An Early Diagnosis System for predicting Lung Cancer Risk Using adaptive Neuro Fuzzy Inference System and Linear Discriminant Analysis

Mustain Billah* and Nazrul Islam

Department of Information and Communication Technology, Mawlana Bhashani Science and Technology University, Tangail, Bangladesh

*Corresponding Author:
Mustain Billah
Department of Information and Communication Technology
Mawlana Bhashani Science and Technology University Tangail, Bangladesh
Tel: +8801929175180
E-mail: [email protected]

Received date: May 18, 2016; Accepted date: June 16, 2016; Published date: June 23, 2016

Citation: Billah M, Islam N. An Early Diagnosis System for Predicting Lung Cancer Risk Using Adaptive Neuro Fuzzy Inference System and Linear Discriminant Analysis.2016, 1:1.

Copyright: © 2016 Billah M et al. This is an open-access article distributed under the terms of the Creative Commons Attribution License, which permits unrestricted use, distribution, and reproduction in any medium, provided the original author and source are credited.

 
Visit for more related articles at Journal of MPE Molecular Pathological Epidemiology

Abstract

Lung cancer is the number one cause of cancer deaths in both men and women worldwide. The general prognosis of lung cancer is poor because doctors tend not to and the disease until it is at an advanced stage. But it is very necessary to diagnose the disease early for taking preventive steps. In this paper, an adaptive Neuro Fuzzy Inference System (ANFIS) and Linear Discriminant Analysis (LDA) based lung cancer diagnosis system is proposed. This diagnosis system has mainly two steps: Feature extraction-reduction and classification First, lung cancer historical data sets are collected from different hospitals.
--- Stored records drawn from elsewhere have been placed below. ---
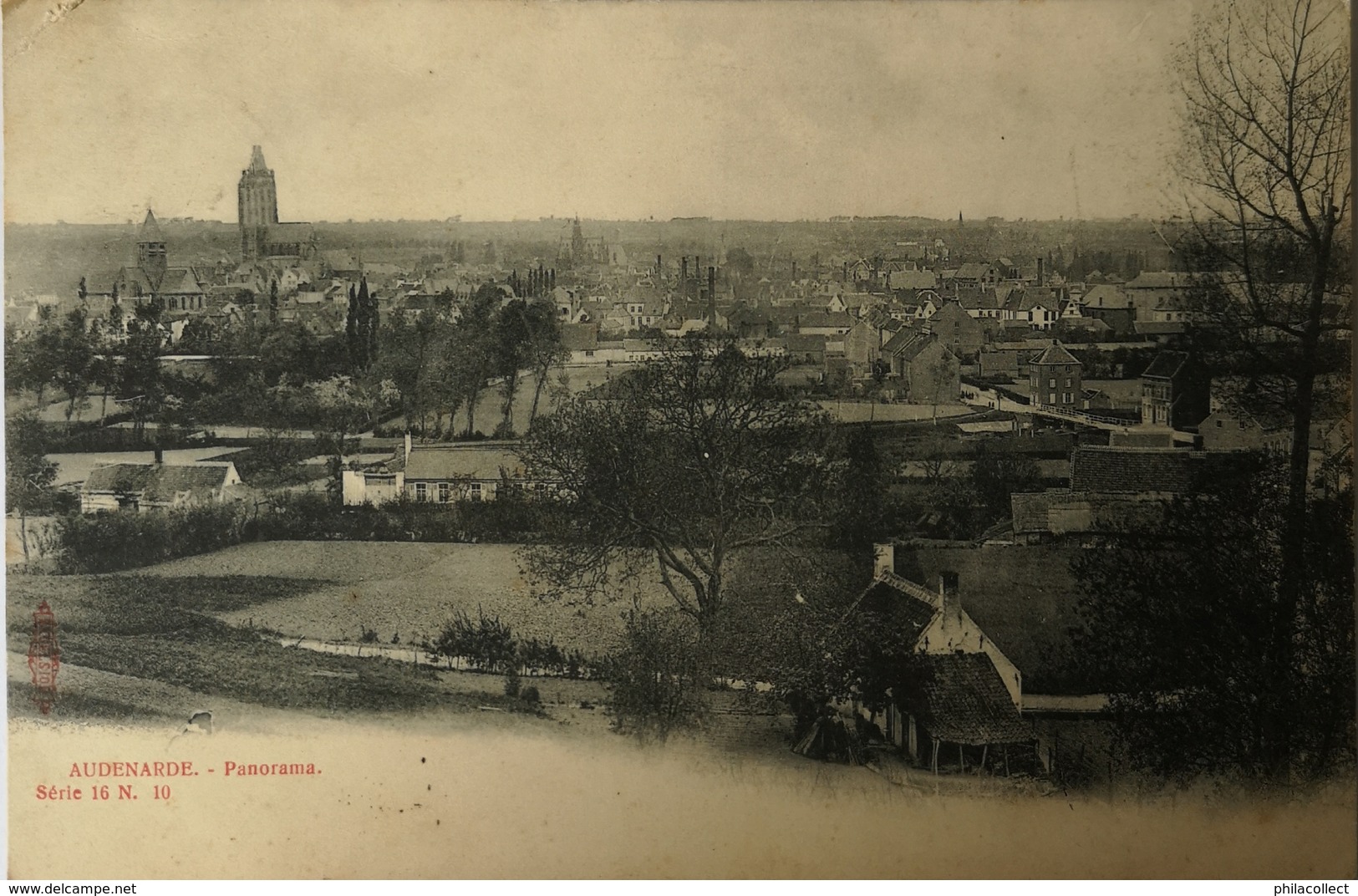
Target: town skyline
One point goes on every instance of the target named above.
(618, 113)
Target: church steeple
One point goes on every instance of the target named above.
(257, 206)
(151, 250)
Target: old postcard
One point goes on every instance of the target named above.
(678, 440)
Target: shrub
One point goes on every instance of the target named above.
(658, 678)
(485, 644)
(108, 542)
They are then preprocessed. To reduce the lung cancer features dimensionality, Linear Discriminant Analysis (LDA) is applied. Reduced features are then fed into AN-FIS classifier system. classification accuracy, sensitivity and specificity analysis are performed for performance evaluation of proposed system. Obtained ac-curacy of about 95.4% shows that the proposed intelligent system has a good diagnosis performance and can be used as a promising tool for lung cancer diagnosis.

Keywords

Adaptive neuro fuzzy inference system; Linear discriminant analysis; Lung cancer; Sensitivity and specificity analysis; Classification accuracy

Introduction

Lung cancer is a type of cancer that begins in the lung. Actually it is the uncontrolled cell growth in tissues of the lung. If left untreated, this growth can spread beyond the lung into nearby tissue or other parts of the body. Lung cancer is the leading cause of cancer deaths in the United States, among both men and women. Lung cancer claims more lives each year than do colon, prostate, ovarian and breast cancers combined.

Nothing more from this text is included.